The last liability category we consider, “other investment,” comprises primarily international bank activity in the form of loans, deposits, and trade credits, but also includes activity in these categories by governments and nonbank corporate entities. Here we see the most dramatic shift since the global financial crisis, with a sharp decline in cross-border activity after 2007. This decline reflects the shrinking balance sheets of many large international banks—primarily those from European advanced economies such as France, Germany, Switzerland, and the United Kingdom.

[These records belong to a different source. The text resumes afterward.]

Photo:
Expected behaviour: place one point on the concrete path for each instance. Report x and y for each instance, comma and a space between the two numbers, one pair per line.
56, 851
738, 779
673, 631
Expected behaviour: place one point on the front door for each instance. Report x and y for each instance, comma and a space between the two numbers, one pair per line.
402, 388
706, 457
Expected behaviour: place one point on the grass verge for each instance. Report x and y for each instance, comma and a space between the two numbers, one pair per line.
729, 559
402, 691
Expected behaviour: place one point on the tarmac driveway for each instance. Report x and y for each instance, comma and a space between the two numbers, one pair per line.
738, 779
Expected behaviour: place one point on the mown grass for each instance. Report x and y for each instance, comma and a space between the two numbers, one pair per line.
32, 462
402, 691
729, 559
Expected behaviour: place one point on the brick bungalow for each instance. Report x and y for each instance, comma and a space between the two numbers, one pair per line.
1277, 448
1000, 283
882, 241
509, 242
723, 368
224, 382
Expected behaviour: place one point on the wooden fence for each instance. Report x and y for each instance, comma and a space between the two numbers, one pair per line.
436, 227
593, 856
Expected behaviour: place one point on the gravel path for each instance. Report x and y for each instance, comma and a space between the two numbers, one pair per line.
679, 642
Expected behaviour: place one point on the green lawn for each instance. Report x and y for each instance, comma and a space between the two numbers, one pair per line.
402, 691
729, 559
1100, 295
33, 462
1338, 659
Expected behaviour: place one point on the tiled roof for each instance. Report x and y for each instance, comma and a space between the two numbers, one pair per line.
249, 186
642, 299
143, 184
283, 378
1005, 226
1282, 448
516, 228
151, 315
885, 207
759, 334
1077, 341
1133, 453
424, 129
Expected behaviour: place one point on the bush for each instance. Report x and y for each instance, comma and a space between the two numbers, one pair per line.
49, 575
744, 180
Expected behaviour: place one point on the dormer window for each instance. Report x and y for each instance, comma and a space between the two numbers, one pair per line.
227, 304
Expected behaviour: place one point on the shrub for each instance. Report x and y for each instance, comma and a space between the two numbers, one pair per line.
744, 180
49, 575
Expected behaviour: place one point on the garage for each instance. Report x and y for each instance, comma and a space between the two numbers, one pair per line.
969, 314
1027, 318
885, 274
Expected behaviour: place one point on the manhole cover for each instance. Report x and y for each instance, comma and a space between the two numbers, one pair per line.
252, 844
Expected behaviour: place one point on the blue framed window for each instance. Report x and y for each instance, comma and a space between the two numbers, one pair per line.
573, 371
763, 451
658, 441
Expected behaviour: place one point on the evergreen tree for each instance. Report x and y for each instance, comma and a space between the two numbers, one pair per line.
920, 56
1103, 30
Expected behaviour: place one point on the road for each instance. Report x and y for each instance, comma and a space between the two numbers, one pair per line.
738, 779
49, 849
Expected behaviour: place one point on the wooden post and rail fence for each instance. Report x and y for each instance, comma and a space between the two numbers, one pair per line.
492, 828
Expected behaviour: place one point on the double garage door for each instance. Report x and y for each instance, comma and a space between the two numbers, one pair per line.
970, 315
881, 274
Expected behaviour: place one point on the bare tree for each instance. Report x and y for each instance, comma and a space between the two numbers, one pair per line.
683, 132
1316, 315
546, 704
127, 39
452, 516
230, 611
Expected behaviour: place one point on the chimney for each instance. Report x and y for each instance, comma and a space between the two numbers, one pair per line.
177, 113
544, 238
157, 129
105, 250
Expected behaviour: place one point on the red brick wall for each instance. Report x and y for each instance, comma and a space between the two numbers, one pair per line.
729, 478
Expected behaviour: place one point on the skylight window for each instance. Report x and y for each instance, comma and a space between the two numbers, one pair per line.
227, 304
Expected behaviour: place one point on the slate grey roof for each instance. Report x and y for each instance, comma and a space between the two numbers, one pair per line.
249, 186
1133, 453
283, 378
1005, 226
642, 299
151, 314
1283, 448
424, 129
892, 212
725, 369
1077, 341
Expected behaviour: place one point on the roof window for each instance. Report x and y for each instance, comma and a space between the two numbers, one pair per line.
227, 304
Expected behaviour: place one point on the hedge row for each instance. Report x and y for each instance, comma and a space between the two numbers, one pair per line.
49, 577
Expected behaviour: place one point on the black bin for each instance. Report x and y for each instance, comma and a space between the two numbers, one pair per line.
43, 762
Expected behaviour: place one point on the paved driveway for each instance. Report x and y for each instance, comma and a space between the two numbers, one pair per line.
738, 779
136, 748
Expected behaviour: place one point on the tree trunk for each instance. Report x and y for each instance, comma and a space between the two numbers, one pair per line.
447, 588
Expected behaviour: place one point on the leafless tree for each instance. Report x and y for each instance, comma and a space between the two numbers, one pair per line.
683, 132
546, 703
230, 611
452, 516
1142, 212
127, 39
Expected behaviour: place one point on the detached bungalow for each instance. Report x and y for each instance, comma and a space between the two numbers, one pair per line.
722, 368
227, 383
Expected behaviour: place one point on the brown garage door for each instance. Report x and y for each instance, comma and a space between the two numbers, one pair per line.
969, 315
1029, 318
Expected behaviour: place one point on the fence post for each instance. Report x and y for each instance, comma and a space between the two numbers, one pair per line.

Overall, these data provide a useful characterization of the size and type of financial integration of individual economies with the rest of the world, as well as information on external imbalances and their composition. Their global coverage also allows the analysis of world and regional trends, such as the ones described in this blog. They can usefully be integrated with databases which provide bilateral positions across countries, such as the International Monetary Fund’s Coordinated Portfolio Investment and Coordinated Direct Investment Surveys (CPIS and CDIS, respectively) and the Bank of International Settlements’ statistics on global banking. However, care must be exercised in interpreting the data. This is particularly the case for the past 20 years, where trade in financial assets through financial centers has grown exponentially, as illustrated by the charts in this blog. The routing of financial operations through these centers can obscure the underlying economic linkages across countries (think of a German investor holding a share in Luxembourg of a fund investing in the United States) and the nature of financial instruments (think of the large share of FDI which represents purely financial operations by multinational corporations for regulatory or tax reasons).